SALAD: Skeleton-aware Latent Diffusion for Text-driven Motion Generation and Editing¶

Conference: CVPR 2025
arXiv: 2503.13836
Code: Project Page
Area: Image Generation/Motion Generation
Keywords: Text-driven Motion Generation, Skeleton-aware Diffusion, Latent Space, Attention Modulation, Zero-shot Editing

TL;DR¶

This work proposes SALAD, a skeleton-aware latent diffusion model that explicitly models fine-grained interactions among joints, frames, and text using a skeleton-temporal structured VAE and denoiser, and achieves zero-shot text-driven motion editing via cross-attention maps.

Background & Motivation¶

Text-driven motion generation has important applications in games, movies, and interactive media.

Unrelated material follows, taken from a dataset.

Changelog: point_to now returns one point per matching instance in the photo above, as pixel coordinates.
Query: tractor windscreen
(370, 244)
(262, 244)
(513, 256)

Although diffusion models have achieved remarkable progress in this field, existing methods possess two key limitations: (1) representing poses as a single vector ignores spatial interactions among joints, and compressing text into a single vector overlooks word-level nuances, leading to detailed losses in the generated results; (2) pre-trained models lack interpretable intermediate representations, requiring tedious extra efforts such as manual masking, optimization, or fine-tuning for downstream editing tasks.

In the image domain, methods such as Prompt-to-Prompt have demonstrated that cross-attention maps can establish correspondences between text and spatial layouts, thereby enabling zero-shot editing. However, the motion generation field lacks similar capabilities because oversimplified representations restrict the rich interactions between text and motion. SALAD aims to address both problems simultaneously through a skeleton-temporal structured latent space and decoupled attention mechanisms.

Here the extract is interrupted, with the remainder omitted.